麹菌には、いろんな種類があります。醤油になる菌や味噌になる菌など。
今回は、近所で栽培された黒大豆を何桶か仕込みました。

仕込みで使う塩水濃度、小麦の焙煎や割砕作業、大豆を釜で煮る作業、麹菌の繁殖を促す作業など。出来上がりの醤油を左右する要素は沢山あります。

毎回、醤油おやじと共により美味しい醤油になるように様々な工夫をしながら取り組んでいます。

それでも、思ってもいないような出来事があったりして。美味しい「古式しょうゆ」を食べてほしい、その気持ちだけで手間暇をかけ続けています。
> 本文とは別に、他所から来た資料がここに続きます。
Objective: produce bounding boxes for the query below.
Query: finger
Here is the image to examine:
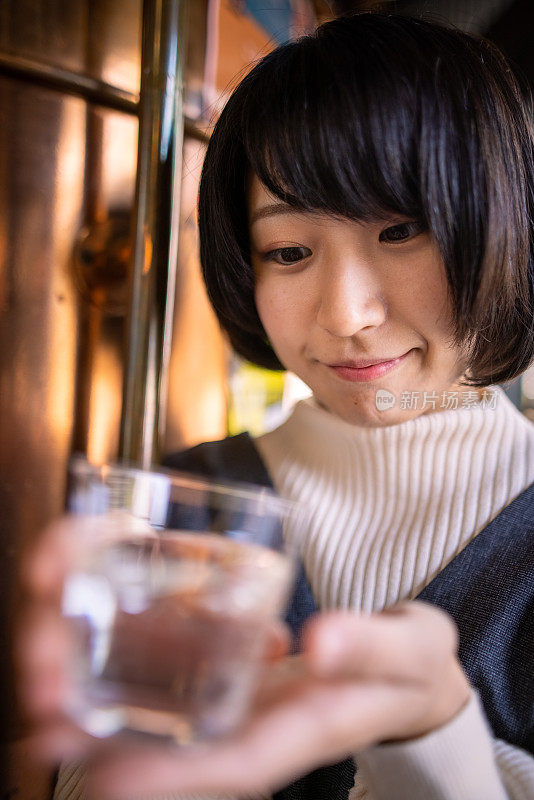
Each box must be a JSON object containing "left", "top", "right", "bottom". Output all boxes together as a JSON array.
[
  {"left": 302, "top": 601, "right": 459, "bottom": 682},
  {"left": 25, "top": 719, "right": 96, "bottom": 763},
  {"left": 84, "top": 664, "right": 332, "bottom": 799},
  {"left": 85, "top": 674, "right": 411, "bottom": 799},
  {"left": 263, "top": 620, "right": 291, "bottom": 662},
  {"left": 16, "top": 607, "right": 71, "bottom": 718},
  {"left": 84, "top": 684, "right": 347, "bottom": 799},
  {"left": 20, "top": 516, "right": 77, "bottom": 600}
]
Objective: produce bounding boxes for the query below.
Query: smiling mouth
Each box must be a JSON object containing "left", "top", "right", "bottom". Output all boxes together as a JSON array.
[
  {"left": 325, "top": 351, "right": 412, "bottom": 382},
  {"left": 329, "top": 355, "right": 407, "bottom": 369}
]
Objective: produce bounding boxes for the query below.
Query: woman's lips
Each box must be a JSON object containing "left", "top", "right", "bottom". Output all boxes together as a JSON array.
[{"left": 327, "top": 351, "right": 411, "bottom": 382}]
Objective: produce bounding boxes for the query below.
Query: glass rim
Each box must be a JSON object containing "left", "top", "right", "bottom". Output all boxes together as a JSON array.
[{"left": 69, "top": 453, "right": 295, "bottom": 517}]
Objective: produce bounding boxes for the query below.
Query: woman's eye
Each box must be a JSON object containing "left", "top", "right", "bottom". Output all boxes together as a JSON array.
[
  {"left": 264, "top": 246, "right": 312, "bottom": 265},
  {"left": 379, "top": 221, "right": 425, "bottom": 243}
]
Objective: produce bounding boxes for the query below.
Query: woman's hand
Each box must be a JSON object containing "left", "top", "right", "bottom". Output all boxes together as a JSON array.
[
  {"left": 18, "top": 519, "right": 471, "bottom": 800},
  {"left": 81, "top": 603, "right": 470, "bottom": 799},
  {"left": 17, "top": 517, "right": 95, "bottom": 761}
]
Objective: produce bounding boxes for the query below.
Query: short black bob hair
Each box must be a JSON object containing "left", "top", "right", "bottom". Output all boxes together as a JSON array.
[{"left": 198, "top": 12, "right": 534, "bottom": 386}]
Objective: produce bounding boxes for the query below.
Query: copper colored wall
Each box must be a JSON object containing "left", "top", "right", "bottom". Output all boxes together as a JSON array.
[{"left": 0, "top": 1, "right": 141, "bottom": 795}]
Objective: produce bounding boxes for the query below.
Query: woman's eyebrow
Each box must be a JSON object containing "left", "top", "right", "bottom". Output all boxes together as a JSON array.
[{"left": 250, "top": 203, "right": 303, "bottom": 226}]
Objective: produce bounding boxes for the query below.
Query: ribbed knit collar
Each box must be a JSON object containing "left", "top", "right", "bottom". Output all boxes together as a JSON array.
[{"left": 290, "top": 385, "right": 502, "bottom": 446}]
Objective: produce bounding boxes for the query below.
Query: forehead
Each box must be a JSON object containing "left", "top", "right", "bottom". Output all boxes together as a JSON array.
[
  {"left": 247, "top": 173, "right": 277, "bottom": 217},
  {"left": 247, "top": 174, "right": 341, "bottom": 234},
  {"left": 247, "top": 172, "right": 347, "bottom": 228},
  {"left": 247, "top": 173, "right": 315, "bottom": 230}
]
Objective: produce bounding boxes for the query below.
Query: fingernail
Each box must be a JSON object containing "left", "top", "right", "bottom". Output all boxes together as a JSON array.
[{"left": 310, "top": 626, "right": 347, "bottom": 674}]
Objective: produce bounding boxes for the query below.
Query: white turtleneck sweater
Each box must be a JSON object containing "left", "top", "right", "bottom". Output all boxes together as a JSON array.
[
  {"left": 256, "top": 386, "right": 534, "bottom": 614},
  {"left": 54, "top": 386, "right": 534, "bottom": 800}
]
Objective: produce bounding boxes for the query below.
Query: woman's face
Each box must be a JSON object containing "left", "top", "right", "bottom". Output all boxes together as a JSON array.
[{"left": 248, "top": 175, "right": 467, "bottom": 427}]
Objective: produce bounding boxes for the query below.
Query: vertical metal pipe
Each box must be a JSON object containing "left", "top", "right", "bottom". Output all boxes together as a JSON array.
[{"left": 119, "top": 0, "right": 187, "bottom": 468}]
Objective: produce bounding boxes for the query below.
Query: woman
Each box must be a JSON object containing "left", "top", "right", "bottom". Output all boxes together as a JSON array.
[{"left": 27, "top": 11, "right": 534, "bottom": 800}]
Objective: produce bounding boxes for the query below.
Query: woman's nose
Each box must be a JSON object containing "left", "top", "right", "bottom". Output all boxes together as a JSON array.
[{"left": 315, "top": 262, "right": 386, "bottom": 338}]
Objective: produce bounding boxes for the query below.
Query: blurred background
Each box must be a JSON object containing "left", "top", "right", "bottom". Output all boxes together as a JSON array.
[{"left": 1, "top": 0, "right": 533, "bottom": 795}]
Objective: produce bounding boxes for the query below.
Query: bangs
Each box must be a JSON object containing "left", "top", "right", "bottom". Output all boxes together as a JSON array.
[{"left": 240, "top": 21, "right": 428, "bottom": 223}]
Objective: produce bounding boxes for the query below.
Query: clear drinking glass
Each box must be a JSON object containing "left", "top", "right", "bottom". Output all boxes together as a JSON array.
[{"left": 62, "top": 456, "right": 297, "bottom": 744}]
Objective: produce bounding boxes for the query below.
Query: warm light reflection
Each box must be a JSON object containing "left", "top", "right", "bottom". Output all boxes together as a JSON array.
[
  {"left": 0, "top": 196, "right": 6, "bottom": 315},
  {"left": 98, "top": 3, "right": 142, "bottom": 95},
  {"left": 213, "top": 0, "right": 276, "bottom": 113},
  {"left": 54, "top": 99, "right": 86, "bottom": 263},
  {"left": 101, "top": 112, "right": 139, "bottom": 208},
  {"left": 48, "top": 100, "right": 85, "bottom": 446},
  {"left": 164, "top": 138, "right": 227, "bottom": 452},
  {"left": 87, "top": 341, "right": 123, "bottom": 465},
  {"left": 143, "top": 231, "right": 153, "bottom": 274}
]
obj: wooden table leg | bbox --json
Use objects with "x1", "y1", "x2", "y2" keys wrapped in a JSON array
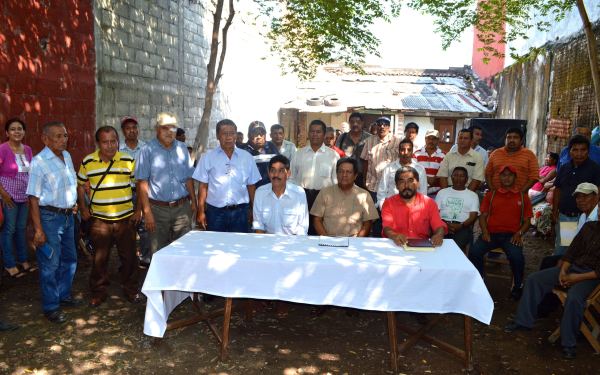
[
  {"x1": 387, "y1": 312, "x2": 398, "y2": 373},
  {"x1": 220, "y1": 298, "x2": 233, "y2": 361},
  {"x1": 464, "y1": 316, "x2": 473, "y2": 371}
]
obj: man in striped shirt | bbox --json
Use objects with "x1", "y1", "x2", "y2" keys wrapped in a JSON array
[
  {"x1": 414, "y1": 129, "x2": 445, "y2": 196},
  {"x1": 77, "y1": 126, "x2": 141, "y2": 308}
]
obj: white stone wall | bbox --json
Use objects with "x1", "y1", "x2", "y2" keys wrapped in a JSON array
[{"x1": 94, "y1": 0, "x2": 226, "y2": 145}]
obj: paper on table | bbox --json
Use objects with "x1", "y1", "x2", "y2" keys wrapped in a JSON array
[
  {"x1": 318, "y1": 236, "x2": 350, "y2": 247},
  {"x1": 559, "y1": 221, "x2": 578, "y2": 246},
  {"x1": 403, "y1": 238, "x2": 436, "y2": 252}
]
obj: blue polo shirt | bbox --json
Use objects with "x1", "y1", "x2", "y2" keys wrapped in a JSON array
[
  {"x1": 135, "y1": 138, "x2": 193, "y2": 202},
  {"x1": 554, "y1": 158, "x2": 600, "y2": 216}
]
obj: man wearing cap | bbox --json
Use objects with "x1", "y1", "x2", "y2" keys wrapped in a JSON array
[
  {"x1": 241, "y1": 121, "x2": 279, "y2": 189},
  {"x1": 269, "y1": 124, "x2": 296, "y2": 161},
  {"x1": 404, "y1": 122, "x2": 421, "y2": 149},
  {"x1": 290, "y1": 119, "x2": 339, "y2": 235},
  {"x1": 135, "y1": 112, "x2": 196, "y2": 256},
  {"x1": 377, "y1": 138, "x2": 427, "y2": 209},
  {"x1": 119, "y1": 116, "x2": 149, "y2": 266},
  {"x1": 311, "y1": 158, "x2": 378, "y2": 237},
  {"x1": 336, "y1": 112, "x2": 371, "y2": 188},
  {"x1": 552, "y1": 134, "x2": 600, "y2": 255},
  {"x1": 468, "y1": 165, "x2": 533, "y2": 300},
  {"x1": 414, "y1": 129, "x2": 445, "y2": 196},
  {"x1": 27, "y1": 121, "x2": 79, "y2": 324},
  {"x1": 504, "y1": 191, "x2": 600, "y2": 359},
  {"x1": 437, "y1": 128, "x2": 484, "y2": 191},
  {"x1": 195, "y1": 119, "x2": 261, "y2": 233},
  {"x1": 486, "y1": 127, "x2": 539, "y2": 192}
]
不思議なもので、桶に入れた段階では塩水に大豆と小麦が浮かんでいるだけの様子です。毎日櫂入れをして、1週間ほど経つと、少しずつ茶色く変化していきます。もっと月日が経つと、諸味の匂いが漂い始めます。

どの木桶も個性があります。それは、菌が生きているからこそ変化があり、個性となります。櫂入れをしながら、諸味と会話している。そんな気分です。

古式醤油醸造所でつくる「古式しょうゆ」は商品となる本数が限られています。だからこそ、この醤油を使いたい!と思ってくれる方に届けたい想いが強くあります。

古式しょうゆは、料理を楽しむ醤油としてではなく、「醤油を楽しむ醤油」として使ってほしい。作り手としての願いです。